A ação questiona os efeitos da Lei da Dosimetria, que reduz a pena de condenados por envolvimento nos atos antidemocráticos de 8 de janeiro. A nova lei inclui entre os beneficiados o ex-presidente Jair Bolsonaro (PL).
A nova lei foi promulgada na sexta (8) pelo presidente do Senado, Davi Alcolumbre (União Brasil-AP). A promulgação ocorreu após o Congresso Nacional derrubar os vetos do presidente Luiz Inácio Lula da Silva (PT) ao texto.
ARGUMENTOS DA AÇÃO
Os partidos afirmam na ação que os crimes contra o Estado Democrático de Direito constituem o núcleo mais grave de ofensas ao ordenamento jurídico. Eles argumentam que esses crimes atentam contra as próprias bases do sistema constitucional.
O bem jurídico protegido, segundo a ação, é a ordem democrática e as instituições do Estado de Direito. Esse bem, dizem os partidos, é pressuposto para a proteção de todos os demais bens jurídicos.
A peça afirma ainda que, no caso do Poder Legislativo, a impessoalidade impõe que a produção normativa seja orientada pelo interesse público. Por isso, veda-se a edição de leis que constituam privilégios odiosos ou perseguições disfarçadas.

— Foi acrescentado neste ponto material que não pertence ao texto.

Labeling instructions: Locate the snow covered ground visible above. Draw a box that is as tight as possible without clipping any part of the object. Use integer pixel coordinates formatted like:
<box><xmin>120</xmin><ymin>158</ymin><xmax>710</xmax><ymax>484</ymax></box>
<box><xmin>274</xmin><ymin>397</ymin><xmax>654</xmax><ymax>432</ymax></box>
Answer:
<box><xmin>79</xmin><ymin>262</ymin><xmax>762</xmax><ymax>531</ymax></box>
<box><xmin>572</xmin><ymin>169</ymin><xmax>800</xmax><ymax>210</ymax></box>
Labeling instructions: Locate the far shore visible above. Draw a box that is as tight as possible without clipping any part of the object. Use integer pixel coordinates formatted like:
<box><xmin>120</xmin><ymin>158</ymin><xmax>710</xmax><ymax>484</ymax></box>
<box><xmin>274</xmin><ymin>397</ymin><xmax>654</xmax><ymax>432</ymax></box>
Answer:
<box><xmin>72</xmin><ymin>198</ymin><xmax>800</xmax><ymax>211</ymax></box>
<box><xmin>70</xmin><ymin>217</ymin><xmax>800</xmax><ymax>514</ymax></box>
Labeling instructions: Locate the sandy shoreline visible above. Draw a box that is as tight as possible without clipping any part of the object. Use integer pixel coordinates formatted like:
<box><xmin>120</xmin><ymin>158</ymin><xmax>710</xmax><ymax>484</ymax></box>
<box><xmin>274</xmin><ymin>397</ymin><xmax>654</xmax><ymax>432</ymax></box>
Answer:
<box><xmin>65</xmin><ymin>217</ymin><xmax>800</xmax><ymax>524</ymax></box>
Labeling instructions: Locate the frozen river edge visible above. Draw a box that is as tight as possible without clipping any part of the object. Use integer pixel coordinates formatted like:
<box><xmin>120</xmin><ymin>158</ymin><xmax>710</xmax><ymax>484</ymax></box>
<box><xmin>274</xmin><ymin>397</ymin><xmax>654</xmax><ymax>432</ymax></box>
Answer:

A ação aponta que o veto integral ou parcial a um projeto de lei é expressão da manifestação de vontade do Poder Executivo.
Os partidos argumentam que não há previsão constitucional para o Poder Legislativo alterar o conteúdo do veto do presidente da República. Eles afirmam que isso significaria violação expressa à independência dos Poderes.
Os partidos também alegam que a lei impugnada é materialmente inconstitucional. Segundo a ação, o conteúdo normativo da lei é incompatível com as regras e princípios que regem a Constituição de 1988.
Mais cedo, o presidente do PT, Edinho Silva, divulgou uma nota afirmando que a sigla e as legendas aliadas adotariam medidas judiciais cabíveis. Segundo o dirigente, a proposta representa um retrocesso no enfrentamento dos crimes contra a democracia e dos crimes gravíssimos.
“Os atos golpistas de 8 de janeiro foram ataques organizados contra a soberania do voto popular e contra o Estado Democrático de Direito”, disse Edinho.